Inde: manifestations violentes après le viol d'une étudiante, le Premier ministre appelle au calme

Inde: manifestations violentes après le viol d'une étudiante, le Premier ministre appelle au calme

Ajit Solanki/AP/SIPA

Après plusieurs jours de manifestations violentes à New Delhi, pour protester contre le viol collectif d'une jeune femme, le Premier ministre indien Manmohan Singh a appelé au calme, lundi 24 décembre.

Dans une allocution télévisée le chef du gouvernement s'est adressé au peuple indien: «J'appelle tous les citoyens concernés à la paix et au calme». «Je vous assure que je vais tout faire pour assurer la sécurité de toutes les femmes de pays», a-t-il ajouté. Qualifiant le viol de la jeune étudiante de crime «monstrueux». «Il y a une colère et une angoisse réelles et justifiées après cet évènement atroce», a analysé le Premier ministre.

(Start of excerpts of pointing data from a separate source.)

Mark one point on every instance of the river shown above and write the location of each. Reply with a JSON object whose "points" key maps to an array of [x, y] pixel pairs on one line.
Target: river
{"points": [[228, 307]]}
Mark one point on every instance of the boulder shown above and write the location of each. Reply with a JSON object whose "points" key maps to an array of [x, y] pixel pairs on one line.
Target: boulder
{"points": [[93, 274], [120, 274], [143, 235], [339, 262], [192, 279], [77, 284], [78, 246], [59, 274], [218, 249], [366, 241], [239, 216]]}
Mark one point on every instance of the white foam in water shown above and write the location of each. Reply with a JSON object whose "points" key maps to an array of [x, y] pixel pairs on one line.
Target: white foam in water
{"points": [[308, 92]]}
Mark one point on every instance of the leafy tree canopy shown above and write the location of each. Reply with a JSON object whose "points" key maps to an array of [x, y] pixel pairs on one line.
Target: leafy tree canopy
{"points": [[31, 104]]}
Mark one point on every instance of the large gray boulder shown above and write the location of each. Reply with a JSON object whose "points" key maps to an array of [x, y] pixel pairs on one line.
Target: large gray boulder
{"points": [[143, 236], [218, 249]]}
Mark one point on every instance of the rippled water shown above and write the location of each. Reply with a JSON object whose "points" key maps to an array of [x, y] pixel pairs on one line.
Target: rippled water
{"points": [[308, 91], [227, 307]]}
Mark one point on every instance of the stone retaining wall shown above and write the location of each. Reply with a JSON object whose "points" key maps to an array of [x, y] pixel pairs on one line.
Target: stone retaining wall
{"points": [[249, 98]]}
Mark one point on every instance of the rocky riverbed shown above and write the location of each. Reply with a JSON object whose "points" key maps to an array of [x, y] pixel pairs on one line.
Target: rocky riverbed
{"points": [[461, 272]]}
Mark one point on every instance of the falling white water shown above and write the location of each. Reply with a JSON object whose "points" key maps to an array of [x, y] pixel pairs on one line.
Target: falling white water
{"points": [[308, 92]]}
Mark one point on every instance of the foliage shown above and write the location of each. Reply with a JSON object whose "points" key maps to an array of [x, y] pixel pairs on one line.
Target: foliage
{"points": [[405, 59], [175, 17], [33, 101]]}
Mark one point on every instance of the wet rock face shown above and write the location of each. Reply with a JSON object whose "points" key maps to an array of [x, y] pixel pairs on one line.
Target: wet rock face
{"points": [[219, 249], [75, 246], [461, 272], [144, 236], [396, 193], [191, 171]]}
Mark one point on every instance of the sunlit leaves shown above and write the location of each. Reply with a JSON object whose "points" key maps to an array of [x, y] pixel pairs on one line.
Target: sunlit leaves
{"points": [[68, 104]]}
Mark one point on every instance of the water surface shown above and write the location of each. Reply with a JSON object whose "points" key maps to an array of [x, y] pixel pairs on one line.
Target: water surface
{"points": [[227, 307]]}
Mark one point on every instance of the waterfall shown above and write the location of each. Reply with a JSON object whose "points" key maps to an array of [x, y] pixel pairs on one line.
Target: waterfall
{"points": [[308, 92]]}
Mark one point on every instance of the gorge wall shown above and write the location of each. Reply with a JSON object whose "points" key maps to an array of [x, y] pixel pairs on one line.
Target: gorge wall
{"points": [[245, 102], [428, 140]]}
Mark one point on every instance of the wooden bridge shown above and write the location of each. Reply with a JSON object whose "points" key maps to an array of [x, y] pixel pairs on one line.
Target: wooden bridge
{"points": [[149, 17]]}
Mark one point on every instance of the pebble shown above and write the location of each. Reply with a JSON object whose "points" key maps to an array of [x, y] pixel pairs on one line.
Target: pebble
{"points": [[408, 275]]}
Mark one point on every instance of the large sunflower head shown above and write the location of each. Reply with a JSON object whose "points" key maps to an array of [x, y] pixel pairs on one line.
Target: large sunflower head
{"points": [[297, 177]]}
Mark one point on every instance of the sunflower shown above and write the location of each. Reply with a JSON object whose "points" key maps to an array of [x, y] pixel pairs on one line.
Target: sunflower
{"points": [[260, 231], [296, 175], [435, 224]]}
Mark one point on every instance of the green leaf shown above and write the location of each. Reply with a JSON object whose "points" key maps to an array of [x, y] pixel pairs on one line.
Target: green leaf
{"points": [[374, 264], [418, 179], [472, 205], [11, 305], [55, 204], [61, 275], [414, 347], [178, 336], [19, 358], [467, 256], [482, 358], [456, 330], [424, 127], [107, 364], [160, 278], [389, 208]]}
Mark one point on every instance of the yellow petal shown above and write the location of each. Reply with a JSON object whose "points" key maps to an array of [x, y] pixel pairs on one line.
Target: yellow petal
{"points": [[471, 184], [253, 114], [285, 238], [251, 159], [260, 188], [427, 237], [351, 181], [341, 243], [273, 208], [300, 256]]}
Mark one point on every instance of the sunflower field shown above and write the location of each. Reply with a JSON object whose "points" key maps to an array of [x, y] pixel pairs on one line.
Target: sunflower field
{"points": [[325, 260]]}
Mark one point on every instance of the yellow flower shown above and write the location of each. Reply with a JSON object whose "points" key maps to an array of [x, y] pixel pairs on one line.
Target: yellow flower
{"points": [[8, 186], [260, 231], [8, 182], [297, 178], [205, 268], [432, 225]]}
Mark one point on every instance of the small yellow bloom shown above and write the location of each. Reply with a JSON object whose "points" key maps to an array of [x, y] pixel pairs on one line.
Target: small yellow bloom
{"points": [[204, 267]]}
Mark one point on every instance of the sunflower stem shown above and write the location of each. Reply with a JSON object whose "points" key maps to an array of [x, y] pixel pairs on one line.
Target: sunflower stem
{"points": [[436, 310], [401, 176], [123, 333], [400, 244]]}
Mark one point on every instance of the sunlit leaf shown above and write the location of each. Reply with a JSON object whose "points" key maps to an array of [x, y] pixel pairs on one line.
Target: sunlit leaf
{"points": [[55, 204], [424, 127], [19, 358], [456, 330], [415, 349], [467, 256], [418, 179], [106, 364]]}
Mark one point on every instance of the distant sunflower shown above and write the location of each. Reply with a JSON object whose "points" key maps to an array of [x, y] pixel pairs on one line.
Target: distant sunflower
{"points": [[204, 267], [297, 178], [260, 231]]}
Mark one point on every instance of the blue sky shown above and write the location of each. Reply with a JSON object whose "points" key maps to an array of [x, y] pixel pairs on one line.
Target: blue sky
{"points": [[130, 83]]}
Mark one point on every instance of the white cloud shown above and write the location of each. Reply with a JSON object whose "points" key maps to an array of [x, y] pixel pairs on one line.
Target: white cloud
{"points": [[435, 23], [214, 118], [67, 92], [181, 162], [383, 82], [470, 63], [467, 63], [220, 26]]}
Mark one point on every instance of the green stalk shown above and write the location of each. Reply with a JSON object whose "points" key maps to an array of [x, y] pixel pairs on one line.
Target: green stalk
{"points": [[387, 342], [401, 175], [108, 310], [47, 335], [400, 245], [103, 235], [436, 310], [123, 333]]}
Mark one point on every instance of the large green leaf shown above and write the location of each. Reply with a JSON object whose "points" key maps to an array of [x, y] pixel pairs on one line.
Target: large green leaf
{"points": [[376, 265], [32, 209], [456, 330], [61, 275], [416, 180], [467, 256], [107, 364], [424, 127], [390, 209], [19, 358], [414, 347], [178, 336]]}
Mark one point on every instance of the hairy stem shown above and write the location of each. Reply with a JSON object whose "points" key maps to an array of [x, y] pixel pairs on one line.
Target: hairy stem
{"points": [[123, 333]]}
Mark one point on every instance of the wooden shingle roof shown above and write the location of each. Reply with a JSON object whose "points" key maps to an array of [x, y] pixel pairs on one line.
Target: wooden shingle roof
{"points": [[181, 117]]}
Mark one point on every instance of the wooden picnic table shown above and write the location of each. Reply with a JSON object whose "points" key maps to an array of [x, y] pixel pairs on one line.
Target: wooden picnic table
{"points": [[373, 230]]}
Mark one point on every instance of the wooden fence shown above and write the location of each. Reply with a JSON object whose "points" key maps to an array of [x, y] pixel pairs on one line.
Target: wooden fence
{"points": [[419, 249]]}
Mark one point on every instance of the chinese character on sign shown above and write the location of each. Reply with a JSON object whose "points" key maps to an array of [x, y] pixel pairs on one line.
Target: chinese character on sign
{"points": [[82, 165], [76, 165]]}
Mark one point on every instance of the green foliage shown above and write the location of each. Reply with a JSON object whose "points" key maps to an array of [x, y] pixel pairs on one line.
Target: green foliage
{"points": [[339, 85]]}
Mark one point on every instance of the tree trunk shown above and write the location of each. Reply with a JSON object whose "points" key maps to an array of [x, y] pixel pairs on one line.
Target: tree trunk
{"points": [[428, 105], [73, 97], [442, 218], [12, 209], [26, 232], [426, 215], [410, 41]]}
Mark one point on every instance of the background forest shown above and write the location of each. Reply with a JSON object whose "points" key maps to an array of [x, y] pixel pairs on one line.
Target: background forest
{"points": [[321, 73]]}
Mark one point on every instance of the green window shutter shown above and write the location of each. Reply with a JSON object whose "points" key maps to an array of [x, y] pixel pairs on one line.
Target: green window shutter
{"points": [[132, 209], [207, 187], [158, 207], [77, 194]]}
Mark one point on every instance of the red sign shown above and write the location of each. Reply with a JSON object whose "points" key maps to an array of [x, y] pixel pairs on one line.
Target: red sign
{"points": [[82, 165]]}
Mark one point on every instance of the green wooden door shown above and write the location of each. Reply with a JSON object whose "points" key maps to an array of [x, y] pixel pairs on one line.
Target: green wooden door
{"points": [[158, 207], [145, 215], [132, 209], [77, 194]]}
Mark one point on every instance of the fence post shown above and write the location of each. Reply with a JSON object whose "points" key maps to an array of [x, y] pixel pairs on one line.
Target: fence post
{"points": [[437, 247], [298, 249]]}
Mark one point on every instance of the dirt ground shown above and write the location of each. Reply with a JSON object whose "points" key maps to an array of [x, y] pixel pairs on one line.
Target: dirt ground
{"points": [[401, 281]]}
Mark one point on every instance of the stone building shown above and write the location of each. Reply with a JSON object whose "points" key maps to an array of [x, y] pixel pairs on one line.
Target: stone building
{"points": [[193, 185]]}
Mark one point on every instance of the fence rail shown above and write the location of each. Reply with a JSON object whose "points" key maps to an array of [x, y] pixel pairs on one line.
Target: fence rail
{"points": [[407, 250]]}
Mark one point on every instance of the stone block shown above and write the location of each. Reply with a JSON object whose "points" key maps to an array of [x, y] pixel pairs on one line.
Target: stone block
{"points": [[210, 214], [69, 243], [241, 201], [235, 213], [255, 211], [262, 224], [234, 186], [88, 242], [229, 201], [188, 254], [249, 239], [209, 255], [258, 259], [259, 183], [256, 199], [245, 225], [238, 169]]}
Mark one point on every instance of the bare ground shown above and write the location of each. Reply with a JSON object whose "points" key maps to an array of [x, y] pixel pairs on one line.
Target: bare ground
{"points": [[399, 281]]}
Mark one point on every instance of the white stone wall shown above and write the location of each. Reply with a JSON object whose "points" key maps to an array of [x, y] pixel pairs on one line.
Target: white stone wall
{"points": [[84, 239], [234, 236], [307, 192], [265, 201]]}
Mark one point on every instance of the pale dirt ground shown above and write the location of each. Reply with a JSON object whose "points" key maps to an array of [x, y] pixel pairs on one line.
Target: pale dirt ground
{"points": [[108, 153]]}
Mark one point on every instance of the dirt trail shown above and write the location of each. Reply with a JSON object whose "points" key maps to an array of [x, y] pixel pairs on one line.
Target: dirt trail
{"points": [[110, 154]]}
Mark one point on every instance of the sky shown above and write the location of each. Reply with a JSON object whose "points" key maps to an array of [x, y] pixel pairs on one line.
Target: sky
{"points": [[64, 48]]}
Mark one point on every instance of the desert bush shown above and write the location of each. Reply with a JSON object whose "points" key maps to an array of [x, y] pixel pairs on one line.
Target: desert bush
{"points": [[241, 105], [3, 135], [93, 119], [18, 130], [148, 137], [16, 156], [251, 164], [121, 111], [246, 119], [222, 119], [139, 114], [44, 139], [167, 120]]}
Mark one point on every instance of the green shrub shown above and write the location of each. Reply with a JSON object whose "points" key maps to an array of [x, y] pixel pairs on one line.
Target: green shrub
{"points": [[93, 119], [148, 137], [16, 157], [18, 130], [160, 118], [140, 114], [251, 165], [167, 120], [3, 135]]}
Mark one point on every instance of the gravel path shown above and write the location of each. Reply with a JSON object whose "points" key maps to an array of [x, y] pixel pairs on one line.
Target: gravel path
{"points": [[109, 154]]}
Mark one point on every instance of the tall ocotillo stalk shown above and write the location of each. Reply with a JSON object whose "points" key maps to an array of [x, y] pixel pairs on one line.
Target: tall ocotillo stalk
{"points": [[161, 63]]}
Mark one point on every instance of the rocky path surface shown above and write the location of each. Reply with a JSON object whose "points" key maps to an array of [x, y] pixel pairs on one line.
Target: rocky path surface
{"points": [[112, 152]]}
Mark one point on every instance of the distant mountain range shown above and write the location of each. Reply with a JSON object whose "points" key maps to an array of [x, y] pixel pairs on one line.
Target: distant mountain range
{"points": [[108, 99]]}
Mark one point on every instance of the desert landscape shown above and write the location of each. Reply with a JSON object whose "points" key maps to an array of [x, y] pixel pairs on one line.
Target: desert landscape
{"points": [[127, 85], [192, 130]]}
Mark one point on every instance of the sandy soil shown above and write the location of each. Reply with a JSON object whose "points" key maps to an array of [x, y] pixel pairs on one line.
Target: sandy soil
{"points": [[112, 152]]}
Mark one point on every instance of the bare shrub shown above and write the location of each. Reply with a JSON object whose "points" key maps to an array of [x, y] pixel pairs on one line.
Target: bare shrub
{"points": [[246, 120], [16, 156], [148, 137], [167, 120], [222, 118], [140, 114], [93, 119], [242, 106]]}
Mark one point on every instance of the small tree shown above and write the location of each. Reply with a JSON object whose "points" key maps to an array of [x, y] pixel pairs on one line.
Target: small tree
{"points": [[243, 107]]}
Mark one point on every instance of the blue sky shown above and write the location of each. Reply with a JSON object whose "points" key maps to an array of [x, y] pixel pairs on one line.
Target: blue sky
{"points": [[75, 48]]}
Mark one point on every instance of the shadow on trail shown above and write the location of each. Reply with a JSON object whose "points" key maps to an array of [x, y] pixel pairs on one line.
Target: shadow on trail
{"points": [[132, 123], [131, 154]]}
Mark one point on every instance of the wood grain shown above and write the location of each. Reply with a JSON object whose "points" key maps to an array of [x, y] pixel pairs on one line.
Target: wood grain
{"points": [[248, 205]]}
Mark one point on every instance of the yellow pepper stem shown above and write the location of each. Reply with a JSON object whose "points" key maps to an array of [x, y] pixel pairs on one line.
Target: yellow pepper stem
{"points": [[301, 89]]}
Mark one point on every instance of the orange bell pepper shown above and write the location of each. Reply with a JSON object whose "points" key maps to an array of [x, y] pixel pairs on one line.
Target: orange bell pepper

Une vague d'indignation a secoué le pays à la suite du viol collectif d'une jeune fille de 23 ans, par six hommes, à bord d'un bus, le 16 décembre dernier. Après avoir été violée, l'étudiante kinésithérapeute a été passée à tabac (à coups de barre de fer) et jetée du bus en marche, relate le Nouvel Observateur. Les six agresseurs présumés, ivres au moment des faits, selon Libération, ont été arrêtés et incarcérés alors que la victime se trouve toujours dans en soins intensifs à l'hôpital.

Cette histoire a bouleversé la population, «poussant des centaines de personnes à manifester pour réclamer «des droits égaux pour les femmes», auprès de la gouverneure de New Delhi, Sheila Dikshit», rapporte Le Parisien. Mais ces mouvements ont donné lieu à de nombreux affrontements entre protestataires et forces de l'ordre. Entraînant l'interdiction de toute manifestation dans le centre. La sécurité a été, en outre, renforcée en raison de la visite du président russe, Vladimir Poutine.

Avec un viol commis toutes les 18 heures, New Delhi est la ville indienne où les crimes sexuels sont les plus fréquents, selon les statistiques officielles. Toujours selon les chiffres officiels, sur les 256.329 crimes violent enregistrés en Inde en 2011, 228.650 avaient pour victime ou une des femmes. La capitale indienne, surnommée «la capitale du viol», en raison de l'envolée de ce crime, 661 en 2012, soit une hausse de 17%, analyse encore 20 Minutes.